Des ajustements possibles en fonction des températures
« Dans l’hypothèse où la température dans tel ou tel centre d’examen serait trop importante, nous nous autoriserons localement […] à décaler de quelques jours ou de quelques heures les épreuves qui se dérouleraient l’après-midi dans des établissements qui seraient trop chauds », a indiqué Édouard Geffray. Il s’agit « d’octroyer des conditions décentes non seulement pour les élèves, mais également les personnels », qui passent « six à sept heures dans la journée à faire passer » les oraux, a-t-il ajouté.

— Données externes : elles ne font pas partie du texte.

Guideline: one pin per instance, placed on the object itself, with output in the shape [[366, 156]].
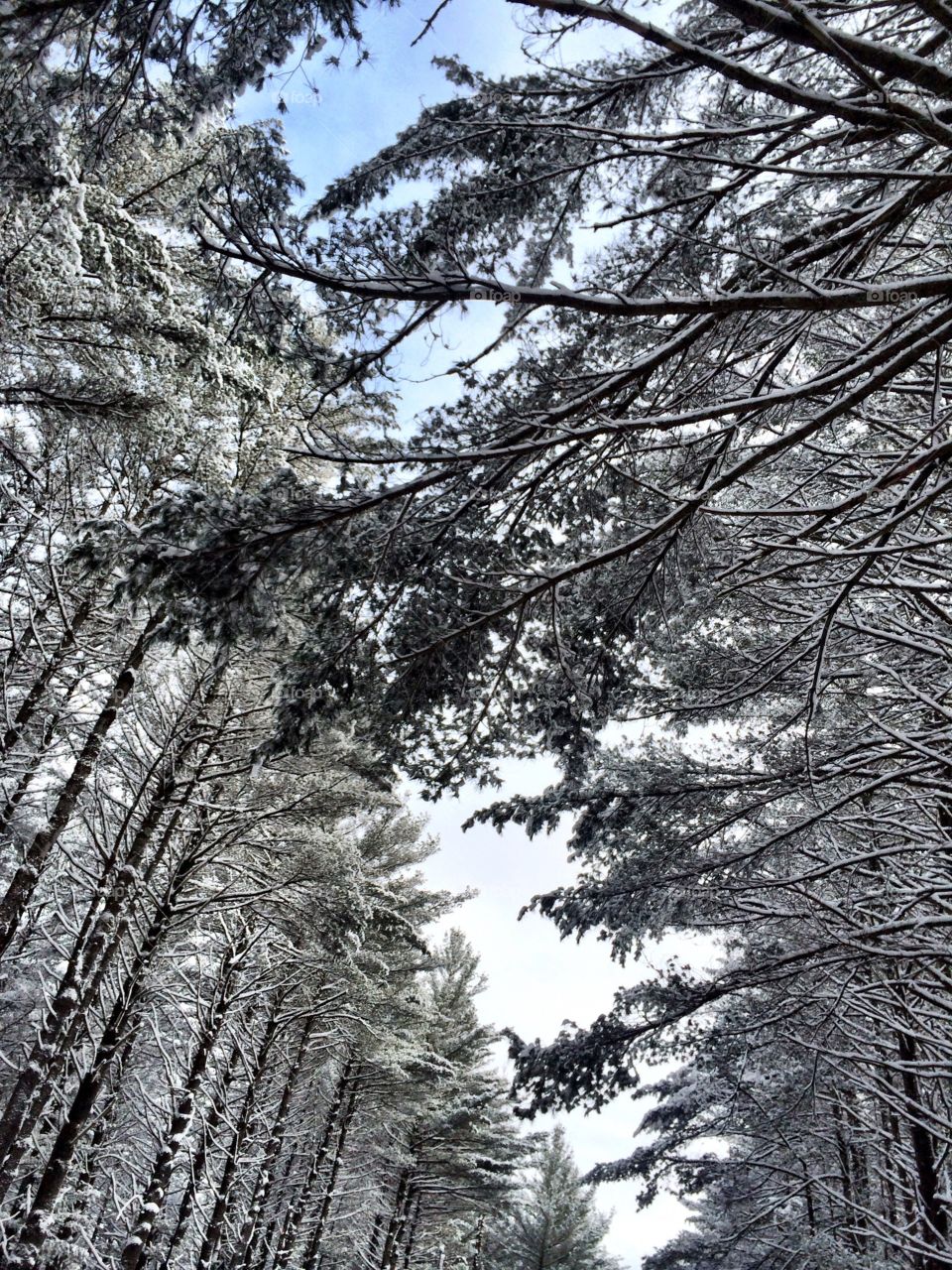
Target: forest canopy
[[692, 494]]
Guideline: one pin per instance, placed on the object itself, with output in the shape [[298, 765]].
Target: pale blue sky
[[535, 979]]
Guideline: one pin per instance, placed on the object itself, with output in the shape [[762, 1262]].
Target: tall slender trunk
[[111, 1042], [296, 1213], [91, 957], [330, 1191], [216, 1223], [212, 1123], [153, 1201], [933, 1211], [27, 875], [249, 1237], [31, 701]]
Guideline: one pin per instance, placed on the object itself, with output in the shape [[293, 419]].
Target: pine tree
[[553, 1223]]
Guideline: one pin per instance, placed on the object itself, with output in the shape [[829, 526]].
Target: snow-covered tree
[[553, 1223]]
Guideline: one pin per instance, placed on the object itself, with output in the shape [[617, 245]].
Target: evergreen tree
[[553, 1223]]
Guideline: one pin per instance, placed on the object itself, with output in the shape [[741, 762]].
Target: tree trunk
[[27, 875]]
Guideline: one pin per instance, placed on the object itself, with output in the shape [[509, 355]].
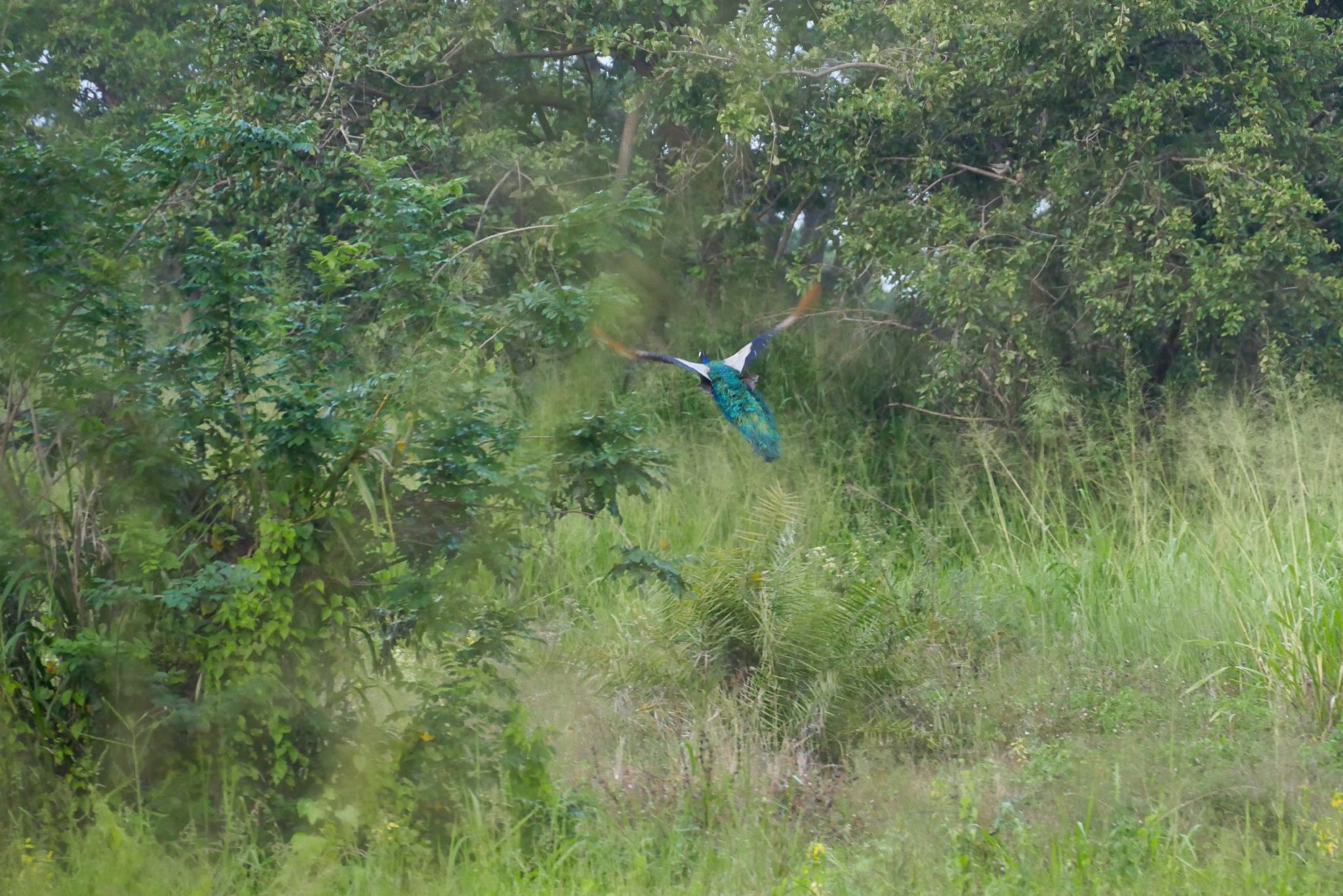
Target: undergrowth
[[1104, 656]]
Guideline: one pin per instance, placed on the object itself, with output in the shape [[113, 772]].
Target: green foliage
[[642, 566], [287, 294], [598, 459]]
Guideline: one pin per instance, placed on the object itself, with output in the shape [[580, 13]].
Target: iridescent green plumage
[[732, 391], [744, 409]]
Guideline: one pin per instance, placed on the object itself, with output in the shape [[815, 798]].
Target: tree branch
[[838, 66]]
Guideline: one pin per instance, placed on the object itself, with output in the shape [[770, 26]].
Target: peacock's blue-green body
[[744, 409], [731, 387]]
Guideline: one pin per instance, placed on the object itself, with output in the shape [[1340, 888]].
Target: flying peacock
[[732, 390]]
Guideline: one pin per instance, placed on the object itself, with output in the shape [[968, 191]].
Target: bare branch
[[950, 417], [838, 66], [485, 239]]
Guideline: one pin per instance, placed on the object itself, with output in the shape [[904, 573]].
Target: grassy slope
[[1095, 661]]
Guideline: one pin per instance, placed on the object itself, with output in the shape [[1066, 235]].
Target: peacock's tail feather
[[746, 410]]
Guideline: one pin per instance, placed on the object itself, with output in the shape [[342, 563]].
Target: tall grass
[[1102, 655]]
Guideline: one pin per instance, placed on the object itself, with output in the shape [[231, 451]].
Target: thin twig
[[838, 66], [950, 417], [485, 239], [788, 230], [485, 207]]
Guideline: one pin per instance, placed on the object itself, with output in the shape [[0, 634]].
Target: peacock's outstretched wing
[[694, 367], [752, 349]]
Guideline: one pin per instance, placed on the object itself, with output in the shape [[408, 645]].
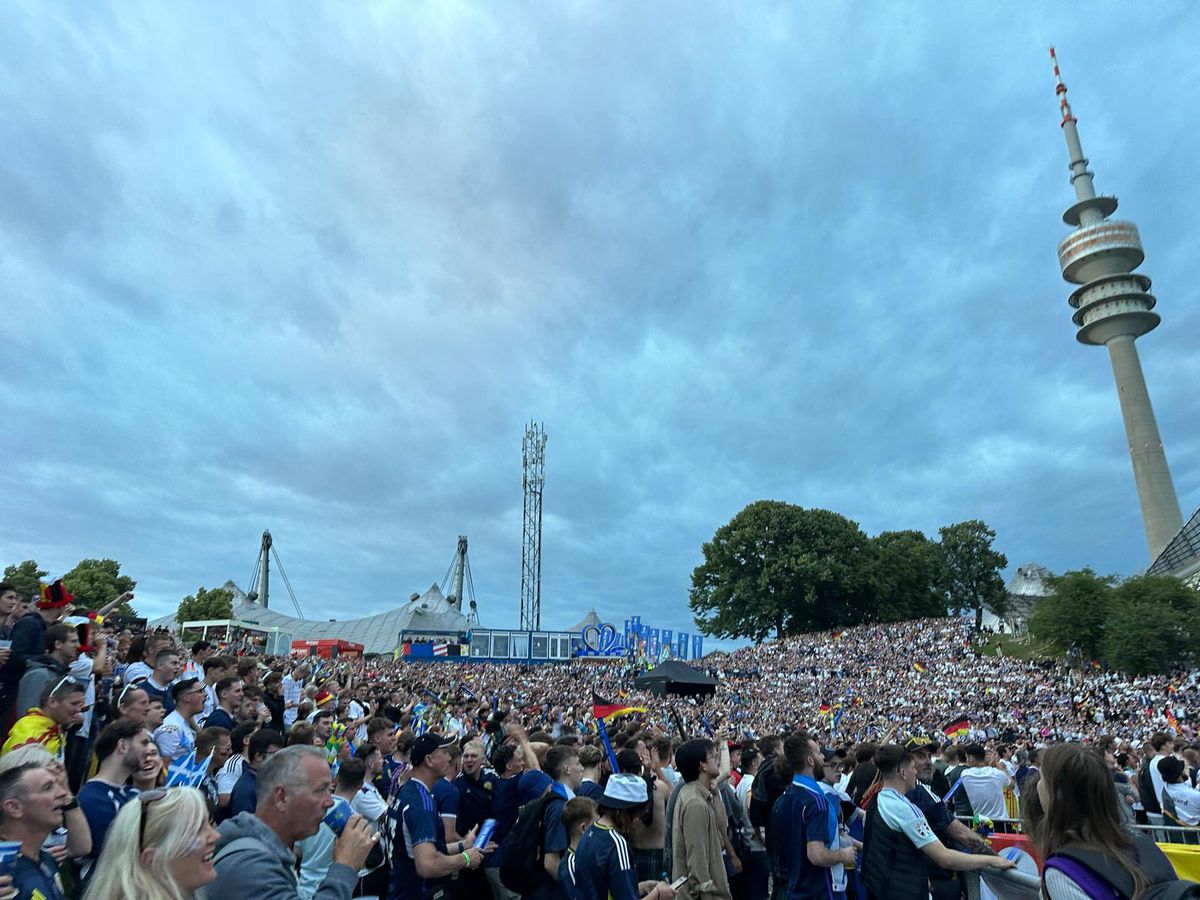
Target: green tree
[[204, 604], [97, 582], [1153, 625], [972, 569], [1075, 612], [777, 565], [25, 577], [907, 571]]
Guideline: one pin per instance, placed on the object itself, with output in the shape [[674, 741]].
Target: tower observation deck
[[1113, 307]]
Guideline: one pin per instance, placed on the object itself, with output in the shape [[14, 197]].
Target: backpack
[[1098, 874], [767, 787], [522, 867]]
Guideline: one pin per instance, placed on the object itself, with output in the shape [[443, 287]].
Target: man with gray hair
[[255, 858]]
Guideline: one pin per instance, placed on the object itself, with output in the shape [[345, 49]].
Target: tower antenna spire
[[1113, 309]]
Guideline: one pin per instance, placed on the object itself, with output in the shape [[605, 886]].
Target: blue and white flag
[[186, 772]]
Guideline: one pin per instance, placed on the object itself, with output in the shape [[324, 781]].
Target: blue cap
[[532, 786]]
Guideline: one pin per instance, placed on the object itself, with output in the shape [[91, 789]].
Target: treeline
[[784, 569], [1146, 624], [94, 582]]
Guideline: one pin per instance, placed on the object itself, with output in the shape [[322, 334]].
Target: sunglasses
[[144, 799]]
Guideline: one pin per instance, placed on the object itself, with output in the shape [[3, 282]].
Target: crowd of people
[[136, 766]]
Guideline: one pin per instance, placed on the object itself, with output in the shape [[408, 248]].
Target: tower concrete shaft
[[1114, 307]]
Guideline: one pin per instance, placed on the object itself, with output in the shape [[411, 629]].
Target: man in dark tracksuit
[[943, 883]]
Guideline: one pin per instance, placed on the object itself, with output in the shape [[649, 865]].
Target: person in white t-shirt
[[984, 780]]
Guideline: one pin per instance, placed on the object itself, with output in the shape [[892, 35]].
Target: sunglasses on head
[[144, 799]]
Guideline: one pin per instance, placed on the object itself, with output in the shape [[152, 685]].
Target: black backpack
[[522, 867], [1164, 883], [768, 786]]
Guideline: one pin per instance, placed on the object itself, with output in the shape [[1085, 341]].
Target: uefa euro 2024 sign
[[601, 641]]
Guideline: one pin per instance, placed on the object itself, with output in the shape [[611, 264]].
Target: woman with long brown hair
[[1075, 825]]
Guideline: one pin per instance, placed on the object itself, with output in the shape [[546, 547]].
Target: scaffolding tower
[[534, 460]]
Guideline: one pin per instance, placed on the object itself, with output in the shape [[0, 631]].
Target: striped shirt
[[603, 867]]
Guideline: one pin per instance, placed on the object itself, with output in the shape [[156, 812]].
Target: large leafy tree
[[1075, 612], [25, 577], [1153, 625], [972, 569], [906, 571], [204, 604], [97, 582], [777, 565]]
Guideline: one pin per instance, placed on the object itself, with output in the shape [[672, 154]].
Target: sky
[[312, 268]]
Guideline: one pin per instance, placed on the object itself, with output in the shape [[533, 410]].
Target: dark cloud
[[312, 270]]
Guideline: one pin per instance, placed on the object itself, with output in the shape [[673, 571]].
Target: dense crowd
[[135, 766]]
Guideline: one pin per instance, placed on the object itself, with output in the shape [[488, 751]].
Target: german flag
[[607, 709], [957, 726]]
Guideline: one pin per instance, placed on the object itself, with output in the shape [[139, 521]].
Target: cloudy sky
[[312, 268]]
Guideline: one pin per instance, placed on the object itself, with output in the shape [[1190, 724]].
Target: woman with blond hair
[[159, 847]]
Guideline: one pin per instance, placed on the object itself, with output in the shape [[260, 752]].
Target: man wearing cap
[[1177, 792], [228, 693], [177, 735], [421, 864], [804, 838], [945, 885], [603, 868], [60, 651], [61, 708]]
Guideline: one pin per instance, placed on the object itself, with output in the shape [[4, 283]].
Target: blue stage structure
[[598, 641]]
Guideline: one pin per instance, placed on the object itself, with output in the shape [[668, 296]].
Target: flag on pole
[[604, 709], [957, 726], [186, 772]]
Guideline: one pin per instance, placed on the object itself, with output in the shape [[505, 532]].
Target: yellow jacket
[[35, 727]]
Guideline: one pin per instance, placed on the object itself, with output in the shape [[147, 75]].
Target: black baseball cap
[[180, 688]]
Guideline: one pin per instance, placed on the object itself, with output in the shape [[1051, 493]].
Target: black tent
[[676, 677]]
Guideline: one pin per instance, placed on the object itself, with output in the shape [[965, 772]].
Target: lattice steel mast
[[534, 461]]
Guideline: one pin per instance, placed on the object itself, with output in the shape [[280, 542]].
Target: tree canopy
[[204, 604], [1147, 624], [777, 567], [972, 569], [25, 577], [97, 582]]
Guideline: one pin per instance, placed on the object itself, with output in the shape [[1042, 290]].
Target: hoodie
[[40, 672], [265, 870]]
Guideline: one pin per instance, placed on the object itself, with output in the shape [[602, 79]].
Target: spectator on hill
[[167, 666], [121, 750], [984, 780], [47, 724], [899, 839], [177, 735], [603, 868], [31, 804], [255, 856], [160, 847]]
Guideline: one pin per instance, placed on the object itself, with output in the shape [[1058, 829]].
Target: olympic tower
[[1113, 307]]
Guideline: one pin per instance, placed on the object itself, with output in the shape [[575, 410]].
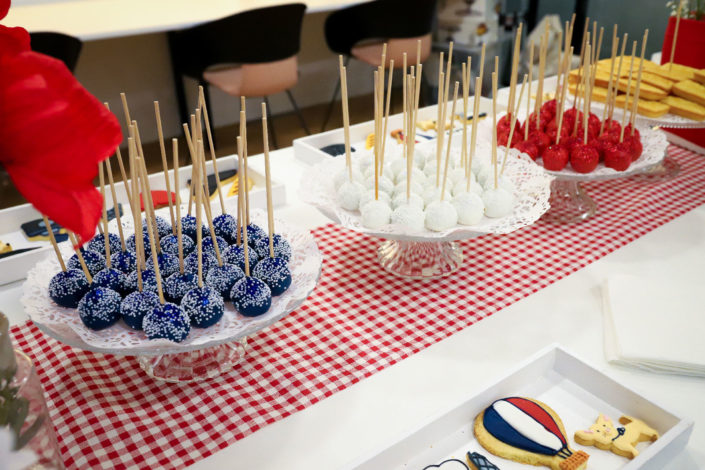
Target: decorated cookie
[[527, 431], [620, 440], [450, 464], [479, 462]]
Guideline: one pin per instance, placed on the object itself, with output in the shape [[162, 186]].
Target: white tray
[[14, 268], [575, 390]]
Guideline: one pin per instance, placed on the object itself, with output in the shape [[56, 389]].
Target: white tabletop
[[101, 19]]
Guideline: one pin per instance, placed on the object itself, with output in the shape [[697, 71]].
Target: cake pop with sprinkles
[[272, 269], [68, 286], [251, 296]]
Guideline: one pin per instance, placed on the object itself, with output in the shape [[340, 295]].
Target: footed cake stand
[[207, 352]]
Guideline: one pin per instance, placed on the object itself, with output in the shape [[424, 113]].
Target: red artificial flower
[[53, 133]]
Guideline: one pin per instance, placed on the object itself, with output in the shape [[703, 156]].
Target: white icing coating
[[526, 425], [440, 215], [470, 208], [375, 214], [498, 202]]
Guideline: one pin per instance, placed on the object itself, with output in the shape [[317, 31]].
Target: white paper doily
[[533, 191], [65, 325], [653, 140]]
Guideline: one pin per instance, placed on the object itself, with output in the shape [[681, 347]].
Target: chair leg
[[332, 100], [273, 133], [298, 112]]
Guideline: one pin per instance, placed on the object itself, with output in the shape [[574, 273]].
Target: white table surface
[[101, 19], [376, 410]]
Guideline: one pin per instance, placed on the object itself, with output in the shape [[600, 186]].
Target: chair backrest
[[60, 46], [381, 19], [251, 37]]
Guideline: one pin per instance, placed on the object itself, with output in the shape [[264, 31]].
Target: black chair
[[60, 46], [361, 30], [253, 53]]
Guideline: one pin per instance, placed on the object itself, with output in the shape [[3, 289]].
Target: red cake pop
[[555, 158]]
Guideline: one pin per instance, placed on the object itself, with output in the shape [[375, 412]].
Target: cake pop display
[[94, 261], [469, 207], [375, 214], [100, 308], [170, 244], [348, 195], [136, 305], [250, 296]]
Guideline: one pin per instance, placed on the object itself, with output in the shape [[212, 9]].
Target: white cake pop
[[400, 188], [441, 215], [498, 202], [433, 193], [343, 176], [470, 208], [348, 195], [409, 216], [375, 214], [414, 200], [369, 195]]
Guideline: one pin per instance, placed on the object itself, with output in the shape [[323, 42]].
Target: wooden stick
[[50, 230], [104, 218], [675, 36], [123, 174], [346, 114], [615, 45], [165, 165], [450, 140], [513, 124], [626, 97], [79, 255], [635, 105], [268, 178], [473, 134], [528, 96]]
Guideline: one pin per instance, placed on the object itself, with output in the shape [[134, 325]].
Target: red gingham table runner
[[359, 320]]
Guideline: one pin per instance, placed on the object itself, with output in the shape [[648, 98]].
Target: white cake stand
[[427, 254], [207, 352]]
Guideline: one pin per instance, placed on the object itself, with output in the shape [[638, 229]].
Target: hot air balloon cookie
[[527, 431]]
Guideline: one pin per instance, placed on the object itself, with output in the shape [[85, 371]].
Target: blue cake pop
[[94, 261], [208, 247], [235, 254], [188, 227], [97, 243], [136, 305], [225, 225], [124, 261], [110, 278], [275, 273], [176, 285], [163, 226], [100, 308], [223, 278], [282, 249], [191, 263], [68, 287], [149, 281], [168, 264], [167, 321], [251, 296], [170, 244], [204, 306]]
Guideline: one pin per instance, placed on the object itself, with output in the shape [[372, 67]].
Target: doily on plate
[[65, 325], [532, 184], [653, 141]]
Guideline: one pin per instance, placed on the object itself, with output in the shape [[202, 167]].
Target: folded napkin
[[655, 325]]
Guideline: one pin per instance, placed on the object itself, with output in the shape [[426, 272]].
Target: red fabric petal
[[54, 133]]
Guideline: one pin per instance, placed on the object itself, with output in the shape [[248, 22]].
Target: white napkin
[[655, 325]]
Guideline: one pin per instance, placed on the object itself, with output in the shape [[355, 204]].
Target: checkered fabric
[[359, 320]]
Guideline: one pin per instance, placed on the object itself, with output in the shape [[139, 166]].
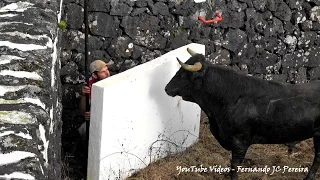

Les épreuves écrites déjà organisées le matin
Toutes les épreuves écrites du baccalauréat, qui a commencé lundi par la philosophie et se poursuit jusqu’à jeudi avec les épreuves de spécialités, ont été organisées le matin, a rappelé le ministre. Les épreuves du bac professionnel, organisées en mai, ainsi que celles du brevet, prévues fin juin, comportent en revanche des examens l’après-midi. Mais « ce ne sera plus le cas l’an prochain », a rappelé le ministre.
Fermer les écoles, une solution de « dernier recours »
En ce qui concerne les écoles maternelles et primaires, des adaptations pourront également être mises en place, a assuré M. Geffray. « Nous sommes capables d’adapter les horaires, les modèles de l’accueil. Ça peut aller jusqu’à la fermeture de l’école ou de l’établissement », a-t-il précisé. Mais comme pour les reports d’examen, cela doit être « le dernier recours ».
L’an dernier, plus de 2.000 établissements scolaires avaient été fermés lors de la vague de chaleur de juillet, à quelques jours des vacances.